Cet œil noir, fripon, qui me guette, ce sourcil noir par-dessus, si je les regarde une seule fois, mon âme s’épanouit. En est-il une qui ait une bouche si mignonne, de si jolies joues rondelettes ? Et puis il est encore certaines choses rondes : l’œil ne se lasse pas de les voir.

Et quand je puis la presser dans mes bras, pour danser la vive allemande, cela tourne, cela tourbillonne : alors je me sens vivre ! Et quand je la vois chancelante, échauffée, je la berce aussitôt contre mon cœur, dans mes bras : pour moi c’est un royaume !

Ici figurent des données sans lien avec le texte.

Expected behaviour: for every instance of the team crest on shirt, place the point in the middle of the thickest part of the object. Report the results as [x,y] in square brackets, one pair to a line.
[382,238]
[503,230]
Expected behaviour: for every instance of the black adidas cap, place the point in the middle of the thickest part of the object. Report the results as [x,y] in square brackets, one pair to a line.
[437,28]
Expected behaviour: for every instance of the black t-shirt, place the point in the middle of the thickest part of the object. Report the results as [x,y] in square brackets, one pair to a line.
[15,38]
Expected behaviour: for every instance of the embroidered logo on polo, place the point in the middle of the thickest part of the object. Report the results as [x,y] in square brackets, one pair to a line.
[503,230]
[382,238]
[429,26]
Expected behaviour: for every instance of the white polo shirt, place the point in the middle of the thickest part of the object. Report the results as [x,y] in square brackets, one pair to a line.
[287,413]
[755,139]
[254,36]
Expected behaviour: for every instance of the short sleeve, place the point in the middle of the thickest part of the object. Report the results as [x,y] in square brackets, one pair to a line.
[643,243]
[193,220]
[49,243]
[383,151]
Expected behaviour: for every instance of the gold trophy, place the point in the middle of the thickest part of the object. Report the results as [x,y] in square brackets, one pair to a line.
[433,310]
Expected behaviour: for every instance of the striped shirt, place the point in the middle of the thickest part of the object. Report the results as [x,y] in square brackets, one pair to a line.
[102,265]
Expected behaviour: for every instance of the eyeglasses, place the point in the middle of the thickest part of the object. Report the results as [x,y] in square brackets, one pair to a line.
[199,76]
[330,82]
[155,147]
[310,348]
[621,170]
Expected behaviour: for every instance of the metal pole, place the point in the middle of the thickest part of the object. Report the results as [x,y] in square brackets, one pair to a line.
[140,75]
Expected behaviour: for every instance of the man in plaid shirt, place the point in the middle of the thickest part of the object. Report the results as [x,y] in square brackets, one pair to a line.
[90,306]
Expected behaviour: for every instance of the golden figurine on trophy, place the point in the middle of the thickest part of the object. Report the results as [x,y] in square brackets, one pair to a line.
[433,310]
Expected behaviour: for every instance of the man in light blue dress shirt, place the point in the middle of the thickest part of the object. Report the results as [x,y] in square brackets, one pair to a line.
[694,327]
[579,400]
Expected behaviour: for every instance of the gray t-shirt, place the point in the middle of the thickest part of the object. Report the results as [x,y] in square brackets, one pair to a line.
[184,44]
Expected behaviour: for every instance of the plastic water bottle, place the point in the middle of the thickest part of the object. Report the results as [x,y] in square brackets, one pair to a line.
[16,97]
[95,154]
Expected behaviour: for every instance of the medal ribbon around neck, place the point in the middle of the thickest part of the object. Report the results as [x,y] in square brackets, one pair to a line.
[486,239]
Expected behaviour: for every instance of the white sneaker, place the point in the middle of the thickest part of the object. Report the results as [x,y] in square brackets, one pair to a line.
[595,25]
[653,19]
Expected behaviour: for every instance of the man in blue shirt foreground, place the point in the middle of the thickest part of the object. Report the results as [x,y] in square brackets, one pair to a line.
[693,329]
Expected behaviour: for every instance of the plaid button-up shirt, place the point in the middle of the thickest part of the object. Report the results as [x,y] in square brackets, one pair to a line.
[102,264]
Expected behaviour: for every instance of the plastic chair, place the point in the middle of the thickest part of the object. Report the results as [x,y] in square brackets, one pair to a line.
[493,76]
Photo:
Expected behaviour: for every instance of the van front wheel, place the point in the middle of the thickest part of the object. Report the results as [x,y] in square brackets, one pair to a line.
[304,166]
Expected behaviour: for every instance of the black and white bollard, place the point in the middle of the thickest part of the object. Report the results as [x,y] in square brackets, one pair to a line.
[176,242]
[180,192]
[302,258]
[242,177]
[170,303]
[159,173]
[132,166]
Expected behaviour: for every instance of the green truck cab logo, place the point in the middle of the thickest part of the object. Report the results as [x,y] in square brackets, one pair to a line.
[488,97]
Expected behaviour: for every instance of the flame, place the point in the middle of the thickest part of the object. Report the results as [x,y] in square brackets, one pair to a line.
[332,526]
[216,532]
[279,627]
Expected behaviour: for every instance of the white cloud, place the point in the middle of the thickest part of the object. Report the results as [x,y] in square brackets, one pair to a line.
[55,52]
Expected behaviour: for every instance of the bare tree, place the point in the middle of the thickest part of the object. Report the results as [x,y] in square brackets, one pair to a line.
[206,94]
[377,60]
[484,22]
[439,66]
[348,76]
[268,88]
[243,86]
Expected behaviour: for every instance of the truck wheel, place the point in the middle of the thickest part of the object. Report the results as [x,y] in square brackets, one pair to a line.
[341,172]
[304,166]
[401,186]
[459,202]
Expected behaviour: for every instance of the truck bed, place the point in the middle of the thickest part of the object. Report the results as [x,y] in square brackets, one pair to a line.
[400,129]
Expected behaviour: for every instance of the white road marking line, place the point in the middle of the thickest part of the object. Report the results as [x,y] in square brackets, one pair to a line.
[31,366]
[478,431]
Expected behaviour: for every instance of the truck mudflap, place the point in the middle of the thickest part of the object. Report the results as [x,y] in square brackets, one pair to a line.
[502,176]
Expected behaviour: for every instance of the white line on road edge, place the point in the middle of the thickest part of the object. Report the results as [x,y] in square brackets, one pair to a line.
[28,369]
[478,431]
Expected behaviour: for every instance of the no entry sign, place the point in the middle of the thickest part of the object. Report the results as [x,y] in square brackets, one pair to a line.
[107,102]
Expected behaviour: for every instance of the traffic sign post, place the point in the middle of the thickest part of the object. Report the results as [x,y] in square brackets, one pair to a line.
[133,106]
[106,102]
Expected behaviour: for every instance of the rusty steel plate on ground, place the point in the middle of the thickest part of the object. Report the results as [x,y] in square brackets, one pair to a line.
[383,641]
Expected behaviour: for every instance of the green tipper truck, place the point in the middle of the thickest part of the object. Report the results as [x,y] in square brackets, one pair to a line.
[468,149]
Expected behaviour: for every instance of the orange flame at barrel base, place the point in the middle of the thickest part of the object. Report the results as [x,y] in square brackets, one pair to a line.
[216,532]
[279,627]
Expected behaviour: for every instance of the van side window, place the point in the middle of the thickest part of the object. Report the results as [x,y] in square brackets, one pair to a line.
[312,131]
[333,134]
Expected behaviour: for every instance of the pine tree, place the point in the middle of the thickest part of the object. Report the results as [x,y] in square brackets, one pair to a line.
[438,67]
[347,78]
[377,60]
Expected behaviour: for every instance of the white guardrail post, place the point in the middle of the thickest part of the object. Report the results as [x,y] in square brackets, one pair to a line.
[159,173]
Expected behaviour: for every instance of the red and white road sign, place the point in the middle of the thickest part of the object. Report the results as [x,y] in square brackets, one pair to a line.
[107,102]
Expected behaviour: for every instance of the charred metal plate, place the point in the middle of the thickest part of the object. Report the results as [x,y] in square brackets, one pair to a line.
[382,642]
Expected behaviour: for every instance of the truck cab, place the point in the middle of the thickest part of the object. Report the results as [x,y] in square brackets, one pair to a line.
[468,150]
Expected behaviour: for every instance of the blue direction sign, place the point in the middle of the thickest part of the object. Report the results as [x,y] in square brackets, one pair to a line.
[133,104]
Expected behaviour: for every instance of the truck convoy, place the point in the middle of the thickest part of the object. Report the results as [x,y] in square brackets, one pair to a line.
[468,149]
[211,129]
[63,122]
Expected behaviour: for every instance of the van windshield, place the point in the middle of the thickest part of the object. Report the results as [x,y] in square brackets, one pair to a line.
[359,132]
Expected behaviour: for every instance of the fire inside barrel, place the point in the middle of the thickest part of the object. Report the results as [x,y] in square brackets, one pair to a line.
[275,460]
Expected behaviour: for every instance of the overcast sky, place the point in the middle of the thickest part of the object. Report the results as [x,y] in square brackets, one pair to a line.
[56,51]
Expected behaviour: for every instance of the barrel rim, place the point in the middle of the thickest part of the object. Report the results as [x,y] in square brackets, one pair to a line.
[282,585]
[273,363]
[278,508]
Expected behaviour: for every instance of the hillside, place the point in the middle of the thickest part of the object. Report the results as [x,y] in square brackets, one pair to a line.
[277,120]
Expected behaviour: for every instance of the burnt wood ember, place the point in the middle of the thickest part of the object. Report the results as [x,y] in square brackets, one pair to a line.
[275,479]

Et lorsqu’elle me regarde avec amour, et qu’elle oublie tout à la ronde, et qu’elle se presse sur mon cœur, et me donne un ardent baiser, cela me court de veine en veine et jusqu’au bout des pieds ! Ah ! je suis faible, je suis fort, je sens un délice, un martyre.

J’en voudrais davantage et toujours davantage ; le jour ne me semble pas long ; même la nuit, quand je serais près d’elle, je n’aurais point de peur. J e me dis que, si je la tiens une fois et que j’assouvisse mon désir, et que mon tourment ne se puisse apaiser, je mourrai dans ses bras !

La prude.

Par une brillante matinée de printemps, la bergère allait et chantait, jeune et belle et sans soucis, et, à travers les campagnes, résonnait : La la ! le ralla !

Tircis lui offrit, pour un baiser, deux, trois agneaux sur l’heure : elle le regarda un instant, d’un air moqueur, mais elle continua de rire et de chanter : La la ! le ralla !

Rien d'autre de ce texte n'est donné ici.